Presenting and Asking Questions
This excessive apologizing is especially troubling when it comes to addressing a group or making inquiries in front of people. I try to have a script to stay on track and avoid anxious tangents, but even that isn’t effective most of the time. As an early-career academic in political science, speaking assuredly is crucial. I’ve attempted to address this through gradual exposure, such as teaching classes and forcing myself to ask questions at public events, despite experiencing setbacks from senior male academics. I’ve also tried waiting before speaking to become more conscious of when I’m apologizing, but this only works at first before I revert to old habits.
Personal Peace
I don’t think I’ll ever completely love myself, and I’ve come to terms with that. I still value life and find it rewarding. My main goal is to reduce the overuse of apologies. I’ve heard that professional help might support me, but I question how it can help in practice.

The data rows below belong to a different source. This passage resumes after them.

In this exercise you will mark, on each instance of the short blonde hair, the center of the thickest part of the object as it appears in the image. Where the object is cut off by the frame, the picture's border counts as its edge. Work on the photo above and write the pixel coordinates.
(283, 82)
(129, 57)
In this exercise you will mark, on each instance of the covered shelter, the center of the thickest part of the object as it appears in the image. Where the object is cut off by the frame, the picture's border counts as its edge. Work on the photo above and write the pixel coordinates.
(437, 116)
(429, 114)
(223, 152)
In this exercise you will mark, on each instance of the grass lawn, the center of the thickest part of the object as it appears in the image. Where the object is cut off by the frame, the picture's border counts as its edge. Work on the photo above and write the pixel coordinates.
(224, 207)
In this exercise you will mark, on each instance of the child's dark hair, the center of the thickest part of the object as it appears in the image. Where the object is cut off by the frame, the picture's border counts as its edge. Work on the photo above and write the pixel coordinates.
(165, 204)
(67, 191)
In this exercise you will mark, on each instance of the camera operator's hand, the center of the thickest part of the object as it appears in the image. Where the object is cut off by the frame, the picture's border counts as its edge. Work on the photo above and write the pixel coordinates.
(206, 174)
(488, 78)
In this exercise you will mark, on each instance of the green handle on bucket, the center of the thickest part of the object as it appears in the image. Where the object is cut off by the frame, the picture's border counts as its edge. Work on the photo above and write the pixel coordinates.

Apologizing is a valuable skill, but it must be used appropriately. Too infrequent or too excessive, and you place a strain on others.
Understanding the Roots
A psychotherapist might explore where this compulsion comes from. Thoughts including, “How young were you when this started?” or “Was it internally driven or inherited from someone nearby to you?” Sometimes, early ways that once benefited us become harmful in grown-up life.
In fact, some of your ongoing habits could be seen as holding yourself back. You are aware it irritates those around you, yet you continue it.
How Therapy Can Help
When asked what counseling could do, one approach focuses on existing rather than acting. Much of effective counseling is about self-awareness, not just fixing issues. A qualified professional will gently challenge you, offering a secure environment to explore and accept who you are.

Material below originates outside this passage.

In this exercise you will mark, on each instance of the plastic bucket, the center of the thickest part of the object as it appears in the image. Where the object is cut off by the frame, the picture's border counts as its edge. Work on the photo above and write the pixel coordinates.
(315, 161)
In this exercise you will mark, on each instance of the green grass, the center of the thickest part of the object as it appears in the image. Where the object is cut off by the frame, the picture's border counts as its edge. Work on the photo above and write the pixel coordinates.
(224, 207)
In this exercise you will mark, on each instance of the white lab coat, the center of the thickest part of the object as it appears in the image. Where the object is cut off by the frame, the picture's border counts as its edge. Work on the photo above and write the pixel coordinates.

Instead of direct confrontation, a interpersonal focus with a supportive guide might be more effective. This can help you come back to yourself and examine how you treat, dismiss, and criticize yourself. It can assist in identifying self-criticism, breaking it, and finding more kind ways to see things. Your self-assurance can improve from there.
Actionable Tips
Changing deep-seated habits is challenging, especially in tense situations when apologizing feels like a reflex. But you can start by considering on how apologizing serves you and what it would be like to hold back. Often, it’s an try to avoid embarrassment or exposure, by acknowledging perceived mistakes before others do. This can create a cycle of irritation and nervousness.
Even reflecting afterward can be useful. Try pausing briefly before responding, or use a prepared reply instead of “I’m sorry.” For example, saying “I see” can make others feel heard without you taking blame.
This process will take time, but admitting there’s an issue is a important first step toward change.